Além disto, Oreiro também apontou a política econômica do governo Dilma Rousseff como mais um dos fatores que elevaram a dívida pública brasileira. “2015 foi o ano que o Brasil fez tudo que não se deve ser feito no momento de uma recessão. Nós fizemos uma política fiscal contracionista, com o ministro Joaquim Levy (Fazenda) cortando 35% do investimento público em termos reais”. “Uma política fiscal contracionista, com o Banco Central elevando os juros até 14,25% ao ano. E por fim, um tarifaço, através do aumento de tarifas de energia e de combustíveis, que produziu uma enorme elevação da inflação”, explicou Oreiro.

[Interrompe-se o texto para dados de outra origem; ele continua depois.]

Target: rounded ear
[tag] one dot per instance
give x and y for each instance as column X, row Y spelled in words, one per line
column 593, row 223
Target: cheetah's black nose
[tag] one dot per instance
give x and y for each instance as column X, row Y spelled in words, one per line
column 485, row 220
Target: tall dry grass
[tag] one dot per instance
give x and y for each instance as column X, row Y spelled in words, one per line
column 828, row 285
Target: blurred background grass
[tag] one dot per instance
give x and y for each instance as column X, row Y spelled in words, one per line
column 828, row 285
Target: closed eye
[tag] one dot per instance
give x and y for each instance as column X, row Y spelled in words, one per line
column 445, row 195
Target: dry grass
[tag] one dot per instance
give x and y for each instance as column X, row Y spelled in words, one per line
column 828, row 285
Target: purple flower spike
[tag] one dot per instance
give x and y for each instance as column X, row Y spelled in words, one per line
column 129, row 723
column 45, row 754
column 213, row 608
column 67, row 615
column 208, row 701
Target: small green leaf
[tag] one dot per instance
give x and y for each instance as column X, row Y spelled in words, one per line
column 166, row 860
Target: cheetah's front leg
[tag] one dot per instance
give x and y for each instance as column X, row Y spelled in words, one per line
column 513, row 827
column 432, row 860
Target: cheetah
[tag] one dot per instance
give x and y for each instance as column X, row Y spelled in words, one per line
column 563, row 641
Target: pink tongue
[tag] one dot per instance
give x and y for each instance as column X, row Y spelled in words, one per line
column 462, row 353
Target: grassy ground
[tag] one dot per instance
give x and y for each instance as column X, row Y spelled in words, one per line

Investimento público para acelerar o crescimento
A economista Esther Dweck destacou o papel do Estado durante a pandemia e no pós-Covid 19 e também defendeu investimentos públicos.
“Vínhamos com uma taxa de crescimento baixa e declinante, e isso era agravado por um aumento da desigualdade. O cenário pré-pandemia já era muito ruim. Metade dos estados brasileiros já tinham mais trabalhadores informais do que formais”, disse a economista, ressaltando que há 13,5 milhões de brasileiros vivendo na extrema pobreza.

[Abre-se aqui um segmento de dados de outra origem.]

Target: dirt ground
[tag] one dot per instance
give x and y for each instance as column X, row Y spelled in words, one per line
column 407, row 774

Ao criticar o teto de gastos, Dweck argumentou que durante a pandemia ficou nítida a importância do papel do estado, destacando o Sistema Único de Saúde, o papel das universidades no combate à pandemia e a importância do investimento público e do saneamento. “O mundo caminha para que o papel do estado seja repensado, no sentido de ser fortalecido”.

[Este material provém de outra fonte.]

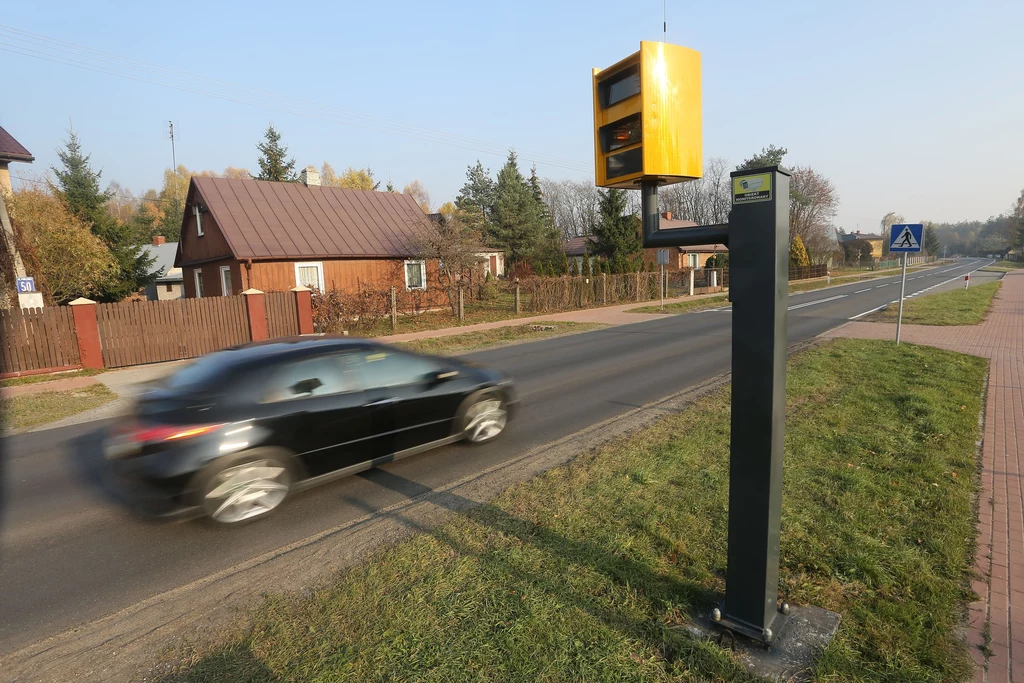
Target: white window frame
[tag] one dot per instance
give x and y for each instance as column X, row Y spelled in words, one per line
column 224, row 289
column 423, row 272
column 310, row 264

Esther Dweck alertou que o governo brasileiro está na contramão do restante do mundo. “O governo no final de 2019, em novembro, tinha lançado um pacote de três PECs (Emendas à Constituição) que no fundo era uma proposta de destruição completa do Estado brasileiro”.
“A gente sabe que o ‘teto’ de gastos da maneira que ele se mostrou, ele já é um cavalo de Troia, mas ele por si só não trazia mudanças relevantes, exceto nas áreas de saúde e educação, mas ele exigia uma série de reformas posteriores e o Guedes no final de 2019 estava propondo essa reforma, que é o que ele chamava de quebrar piso, desvincular tudo”.
Para o presidente do Cofecon, “se não houver uma solução, vamos ficar escravos da recessão e da estagnação”. “Com esse tombo de 2020, o quadro se agravará. E a propalada retomada, a partir dos parâmetros atuais, dificilmente se realizará”, afirmou o professor e diretor da PUC-SP Antonio Corrêa de Lacerda.
Lacerda também defendeu que a saída da crise passa pelo mesmo caminho do investimento público, que foi adotado pelos países tanto do G-20 como da Organização para a Cooperação e Desenvolvimento Econômico (OCDE). “Todos têm ampliado seu déficit e a sua dívida. Não é porque eles querem, é uma contingência do momento”, disse Lacerda.
No final do evento, os debatedores foram questionados se esperam um crescimento em “V”, como vem alardeando Paulo Guedes.
“Eu não acredito”, respondeu Oreiro. “Quando se cai muito, qualquer crescimento em cima de uma base baixa parece espetacular, mas não será uma recuperação em V. O setor de serviços continua fortemente impactado. Parte significativa da recuperação deve-se ao auxílio emergencial, que neste mês será reduzido à metade, e os critérios até o fim do ano são mais duros. Várias empresas faliram. Para 2021, se não houver estímulos, vai ser um desastre inimaginável”.
Para Esther Dweck, “o símbolo da recuperação é uma raiz quadrada espelhada”. “Não só já estamos reduzindo os estímulos neste ano, mas voltaremos à política anterior depois de 31 de dezembro. É impossível manter o ritmo de recuperação e é preocupante o caos econômico e social que isso vai gerar. Precisamos do investimento público para acelerar o crescimento. Não adianta suspender o teto por um ou dois anos; quando ele voltar, os problemas voltam”, afirmou.